Ho central Market Traders are gnashing their teeth in anger at the management of the Ho Municipal Assembly (HMA) for using funds meant for the construction of the market to pay out judgment debts.
They are demanding explanation and threatening to hit the street to express their displeasure against what they termed misplaced priority.
A highly placed source at the corridors of the Volta Regional Coordinating Council (VRCC) disclosed to this paper that the regional minister, Dr. Archibald Letsa, has been tasked to put pressure on the assembly to find money to replace what was used to pay Mr. Tommy Amematekpor as judgment debt.
Speaking to your authoritative paper on the sidelines after an emergency meeting at Ho, a trader who pleaded anonymity for fear of intimidation and harassment said the management of the assembly diverted GH¢500,000 of the Ghana Urban Management Pilot Project (GUMPP) fund to pay judgment debt to Mr. Amematekpor, a former special assistant to ex-president J. A. Kufuor.
The source indicated that due to such act on the part of the assembly, the central market project and other projects namely abattoir and landfill engineering site has stalled, which is an embarrassment.
The Ho Municipal Assembly was among four Metropolitan Assemblies namely Tamale, Sekondi/Takoradi and Kumasi to benefit from the GUMPP project, which was sponsored by the French Government and was lunched with fun fare at Ho in April 2012.
The projects were to be completed within 18 months, but as at the time of filing this report the three metropolitan assemblies have completed and handed over the projects.
The Ho project is, however, about 75% (per cent) complete due to negligence by management of the assembly.
Reports and facts gathered by this reporter indicated that the judgment debt came as a result of stoppage of work on a parcel of government land located opposite Ho Court Complex and behind Nigeria flat sold to Mr. Amematekpor by the Land Commission while the NPP was in government between 2001 and 2008.
He was putting up a structure but in 2009 when the NDC took over the governance of the country the assembly had to stop the work and demand permit.
Mr. Amematekpor was not happy with this development and dragged the assembly to a Human Rights court in Accra.
The assembly failed to appear in court and judgment was pronounced in his favour. The assembly filed an appeal but again failed to show up in court and judgment again was delivered in Amematekpor’s favour.
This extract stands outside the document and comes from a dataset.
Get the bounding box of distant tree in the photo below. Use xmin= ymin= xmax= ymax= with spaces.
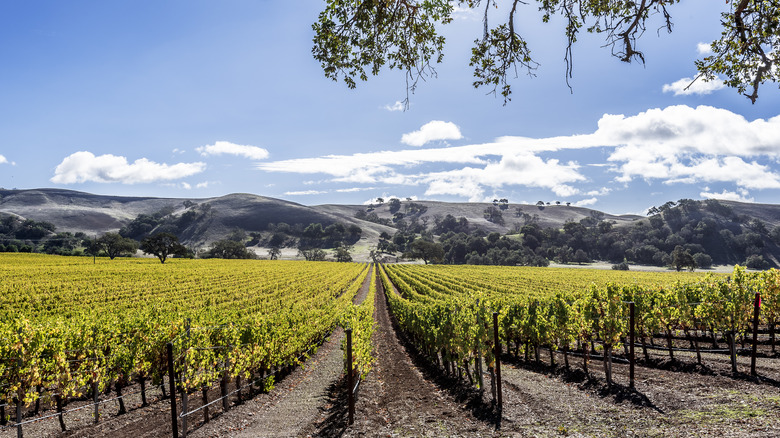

The Assembly last month allegedly paid the judgment debt with the GUMPP funds, which subsequently stalled work on the project.
According to the traders, if nothing is done quickly to solve the impasse government stands to lose assistant in any form from the French Government.
The Municipal Chief Executive (MCE), Nelson Akorli, when contacted debunked the allegation saying they are working hard to get the projects completed.